# Nothing fits!!!!



## Wind

I am so far beyond frustrated. I am only 12 weeks and NOTHING fits. I have one pair of pants and two shirts that sort of work. The rest of my wardrobe is completely useless. I don't think maternity clothes would fit yet, the rubber band trick isn't working, and I don't want to buy clothes that will only fit for a couple of weeks. ARGH!!!!!!!!! I feel like a cow. :cry:


----------



## MrsG-L

I have lived in leggings since about 16 weeks, even wore them to work - so comfy x


----------



## CHILLbilly

Do you have any second hand stores? Or find someone online selling old mat clothes?
I am living in my track pants and am only 7 weeks......
if I have to go out in public i have low rise jeans that i let my bloated belly hang over......
Good luck hope and remebr you can always sell what you buy now and cant use later......


----------



## seoj

Don't worry hun... my regular clothes were all too uncomfy to wear at 12wks... I just broke down and bought maternity pants, and let me tell you, they are SO COMFY!!!!! LOVE THEM! lol. And really- just think of it this way... the sooner you buy them the more you get to use them :) We only get to wear them for so long anyway, so less "wasted money" this way! lol. 

I even tried the 'belly band'- but by the end of the day, with my pants unzipped, the buttons and seams would dig in and leave marks... and not as comfy when I would sit as my tummy was jut poochy enough to make it uncomfortable. 

No worries my dear... just enjoy buying maternity clothes! You earned it!!! :hugs:


----------



## palange

I was 8 weeks when I couldn't get into my normal clothes anymore and started to buy maternity dresses which worked - although for a younger crowd, I bought them from new look and still wear them - trousers/leggings have always been a problem for me cos i have small legs but I found some on asda website which is good and there likely to last for the few weeks I've got left.
Some people just start to expand quicker than others.


----------



## Fallen Angel

Hey hon, don't get upset about it - embrace it.
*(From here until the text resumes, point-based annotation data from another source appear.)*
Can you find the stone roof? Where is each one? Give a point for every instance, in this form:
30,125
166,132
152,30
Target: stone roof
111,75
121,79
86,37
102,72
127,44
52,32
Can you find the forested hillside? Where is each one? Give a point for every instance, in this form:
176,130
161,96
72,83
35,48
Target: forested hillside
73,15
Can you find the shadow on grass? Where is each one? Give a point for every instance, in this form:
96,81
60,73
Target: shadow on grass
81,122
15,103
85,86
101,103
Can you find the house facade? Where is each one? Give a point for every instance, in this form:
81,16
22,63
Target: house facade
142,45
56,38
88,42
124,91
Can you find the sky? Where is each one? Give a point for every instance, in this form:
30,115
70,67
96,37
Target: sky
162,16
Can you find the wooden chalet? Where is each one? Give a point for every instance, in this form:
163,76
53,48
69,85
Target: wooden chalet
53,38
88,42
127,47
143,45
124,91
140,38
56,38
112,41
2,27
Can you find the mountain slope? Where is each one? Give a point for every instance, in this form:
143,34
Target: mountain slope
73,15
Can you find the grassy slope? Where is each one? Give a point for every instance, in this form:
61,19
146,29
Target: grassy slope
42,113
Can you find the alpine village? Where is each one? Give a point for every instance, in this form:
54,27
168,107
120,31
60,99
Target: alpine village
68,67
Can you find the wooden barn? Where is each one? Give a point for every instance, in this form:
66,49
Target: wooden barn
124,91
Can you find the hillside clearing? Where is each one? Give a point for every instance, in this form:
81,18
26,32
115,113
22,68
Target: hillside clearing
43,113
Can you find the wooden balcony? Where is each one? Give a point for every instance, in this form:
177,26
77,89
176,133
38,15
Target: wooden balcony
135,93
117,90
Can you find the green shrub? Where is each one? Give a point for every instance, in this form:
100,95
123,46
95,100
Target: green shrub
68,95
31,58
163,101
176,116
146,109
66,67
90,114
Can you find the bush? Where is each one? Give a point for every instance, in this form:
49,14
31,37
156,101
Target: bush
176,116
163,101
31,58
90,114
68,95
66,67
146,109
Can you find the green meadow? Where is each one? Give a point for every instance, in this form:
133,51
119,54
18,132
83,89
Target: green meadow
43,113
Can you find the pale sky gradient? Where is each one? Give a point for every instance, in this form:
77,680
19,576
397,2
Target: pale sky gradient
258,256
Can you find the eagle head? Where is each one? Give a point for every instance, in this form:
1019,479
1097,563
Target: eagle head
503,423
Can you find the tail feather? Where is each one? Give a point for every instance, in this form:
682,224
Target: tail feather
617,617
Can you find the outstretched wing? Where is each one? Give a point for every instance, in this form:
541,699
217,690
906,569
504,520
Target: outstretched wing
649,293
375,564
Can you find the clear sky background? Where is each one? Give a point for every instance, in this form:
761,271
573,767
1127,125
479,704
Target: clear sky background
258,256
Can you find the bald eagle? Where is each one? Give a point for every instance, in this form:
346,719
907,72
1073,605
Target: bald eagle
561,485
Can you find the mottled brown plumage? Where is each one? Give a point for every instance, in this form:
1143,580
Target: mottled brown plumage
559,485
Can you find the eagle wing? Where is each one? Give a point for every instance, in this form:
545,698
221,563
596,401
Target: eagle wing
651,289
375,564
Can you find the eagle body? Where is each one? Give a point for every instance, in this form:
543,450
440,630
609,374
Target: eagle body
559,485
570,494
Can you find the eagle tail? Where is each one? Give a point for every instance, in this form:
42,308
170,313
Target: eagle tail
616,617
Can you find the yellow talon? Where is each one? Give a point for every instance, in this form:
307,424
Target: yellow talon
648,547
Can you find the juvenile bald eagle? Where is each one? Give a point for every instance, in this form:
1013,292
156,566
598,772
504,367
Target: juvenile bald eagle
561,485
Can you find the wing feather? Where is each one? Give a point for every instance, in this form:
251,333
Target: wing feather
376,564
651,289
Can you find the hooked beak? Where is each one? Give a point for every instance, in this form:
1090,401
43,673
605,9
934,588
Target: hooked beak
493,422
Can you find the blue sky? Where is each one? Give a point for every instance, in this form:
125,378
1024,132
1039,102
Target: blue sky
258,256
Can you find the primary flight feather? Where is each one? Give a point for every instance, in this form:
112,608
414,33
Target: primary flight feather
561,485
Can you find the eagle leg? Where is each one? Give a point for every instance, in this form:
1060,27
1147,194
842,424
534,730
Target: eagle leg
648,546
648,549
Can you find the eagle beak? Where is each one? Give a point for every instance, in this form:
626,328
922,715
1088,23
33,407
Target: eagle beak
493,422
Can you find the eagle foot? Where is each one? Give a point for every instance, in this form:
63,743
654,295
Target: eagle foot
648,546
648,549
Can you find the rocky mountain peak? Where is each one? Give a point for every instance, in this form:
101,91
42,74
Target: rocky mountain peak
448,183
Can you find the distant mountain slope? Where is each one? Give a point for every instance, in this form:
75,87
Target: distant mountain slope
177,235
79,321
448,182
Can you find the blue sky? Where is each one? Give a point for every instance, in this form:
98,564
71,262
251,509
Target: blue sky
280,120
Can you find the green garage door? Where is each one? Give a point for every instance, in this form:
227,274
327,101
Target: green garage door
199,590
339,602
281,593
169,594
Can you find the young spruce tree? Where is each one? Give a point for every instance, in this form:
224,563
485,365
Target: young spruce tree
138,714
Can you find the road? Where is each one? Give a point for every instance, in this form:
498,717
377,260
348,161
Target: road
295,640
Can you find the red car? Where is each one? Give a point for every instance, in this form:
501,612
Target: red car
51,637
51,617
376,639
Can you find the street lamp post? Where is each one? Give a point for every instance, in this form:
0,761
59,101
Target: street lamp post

I've been in maternity clothes since before 12 weeks as I couldn't stand normal things touching my tummy, so went for over bump jeans and leggings straight away.

Treat yourself and try and not worry about it - that's your little babba growing away in there :) :cloud9:


----------



## nessie01

i have only been in leggings for weeks.........stopped my jean wearing about 4 weeks ago...they just to tight and uncomfortable...........im going to buy some materinity jeans and a couple of tops. i have my 40th in 2 weekends so going to buy a dress that is flowly so i can still wear it after baby...........oh yoga pants are great to wear too...


----------



## cakey

Aww bless you babes.i couldn't believe that most of my clothes became soooo uncomfortable so quickly! I searched Ebay and bought a bundle of maternity clothes my own size+the next size up--Bargain! 
Hope you get something sorted and feel better soon. (((((Hugs))))


----------



## Mizze

Totally normal hun. These were a godsend for months especially at work. Have worn them post pregnany too.

https://www.newlook.com/shop/womens/maternity/maternity-2pk-bump-bands_213129899

Mizze x


----------



## robinator

I had to undo the button of my jeans today......relief! A friend gave me a bag of maternity clothes a few weeks ago; about the start rooting through it for pants.


----------



## Sherileigh

I'm sure the maternity pants would fit you, as long as they're your size. I've been wearing mine for a few weeks now and it's SO much more comfortable!!


----------



## Ros40

Jeggings...the pregnant womans answer to comfort :)


----------



## 3rdTimesCharm

this is my 3rd & I am just now starting to not be able to fit in my clothes. I am going to go to this store called Once Upon A child. they have maternity clothes for cheap. I have already given away all of my maternity clothes since we were "done"... Has anyone ever looked or bought off of Ebay? I am 6ft tall so it is very hard for me to find pants long enough for the winter months but I have been looking around & everything I like or find is so expensive.


----------



## knitbit

I've been loving leggings under shorter dresses. Got some maternity leggings and they are so much more comfortable. Might as well get into maternity, I figure we aren't wearing them that long and might as well get our money's worth.


----------